The largely non-union firms along the so-called Information Superhighway provide labor with its greatest opportunity -- and greatest challenge -- since the 1930s. Unions rose to great prominence then by organizing the heavy industries that had come to dominate the economy. Now they are faced with unionizing the information industry that is coming to dominate today's economy, a task at least as difficult but potentially at least as rewarding.
No one knows better than Morton Bahr, president of the Communications Workers of America, one of the nation's largest and most important unions. Most of the CWA's 700,000 members work in the telecommunications, cable, broadcasting, printing and entertainment fields in which employers are combining to form new multimedia operations on the ''Information Superhighway.''
Mr. Bahr accurately describes many of the newly formed enterprises as ''aggressively anti-union.'' He says the crucial question is, ''Will they be able to evade unionization. . . . Will they be allowed to run away from fair labor standards while thumbing their noses at the Clinton administration's goal of creating more high-wage jobs in this exploding new field?''
Trying to make certain that won't happen will be ''our mission for the rest of the decade,'' he promises.
The mission is not only to organize employees of the new non-union firms, but also to protect CWA members at the older firms. Their employers will find it increasingly difficult to resist the competitive pressure of the new companies -- what Mr. Bahr foresees as ''the inevitable downward pressure on our union-won wages, benefits and working conditions'' that will occur if the companies aren't unionized.
Nearly 3 million workers are involved, people who produce and distribute information, build and maintain communication networks, sell products, service customers, provide entertainment.
The organizers' first targets are cable television firms, which pose the greatest immediate threat to the status of CWA members. Only about 5 percent of the country's 95,000 cable TV workers are unionized. The others earn only about 60 percent of what CWA-represented telephone-company employees get for similar work. What's more, cable companies pay out only about $3,000 a year in benefits, two-thirds less than paid out by phone companies.

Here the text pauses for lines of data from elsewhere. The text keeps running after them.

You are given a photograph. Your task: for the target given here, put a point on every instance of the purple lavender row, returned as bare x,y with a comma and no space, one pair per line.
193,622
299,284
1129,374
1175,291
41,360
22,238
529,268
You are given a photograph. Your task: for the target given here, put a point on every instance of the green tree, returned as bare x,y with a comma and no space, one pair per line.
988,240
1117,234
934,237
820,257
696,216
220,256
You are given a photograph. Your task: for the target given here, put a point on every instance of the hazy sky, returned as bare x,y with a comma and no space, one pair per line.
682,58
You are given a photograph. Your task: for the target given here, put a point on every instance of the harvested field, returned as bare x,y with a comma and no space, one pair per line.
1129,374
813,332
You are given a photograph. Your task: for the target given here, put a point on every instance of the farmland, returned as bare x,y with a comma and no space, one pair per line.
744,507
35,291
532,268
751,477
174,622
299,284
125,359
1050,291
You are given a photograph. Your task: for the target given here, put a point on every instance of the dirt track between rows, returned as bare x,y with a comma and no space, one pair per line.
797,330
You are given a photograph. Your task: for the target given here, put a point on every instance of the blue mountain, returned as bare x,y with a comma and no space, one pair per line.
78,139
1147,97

Larry Cohen, the CWA's director of organization, says the cable firms are typical of the union's targets: ''They fight organizing every step of the way.''
No less hostile are employers in the mushrooming cellular/wireless communication field, probably the most rapidly growing branch of the information industry. It's almost 100 percent non-union.
It obviously won't be easy going for the Communications Workers. But don't forget that the union once managed to organize virtually the entire telephone industry, in those days before an ''Information Superhighway'' was even thought of, and managed to retain its strength despite deregulation of the industry and the onset of many small non-union phone companies.
It is not working alone. The AFL-CIO fully backs its efforts, and unions in related fields -- the International Typographical Union and National Association of Broadcast Employees and Technicians among them -- have merged with the CWA in order to present a tightly united front.
Even that may not be enough for a union victory. But if it is, it will be labor's greatest victory in more than six decades.
Dick Meister is a veteran labor reporter.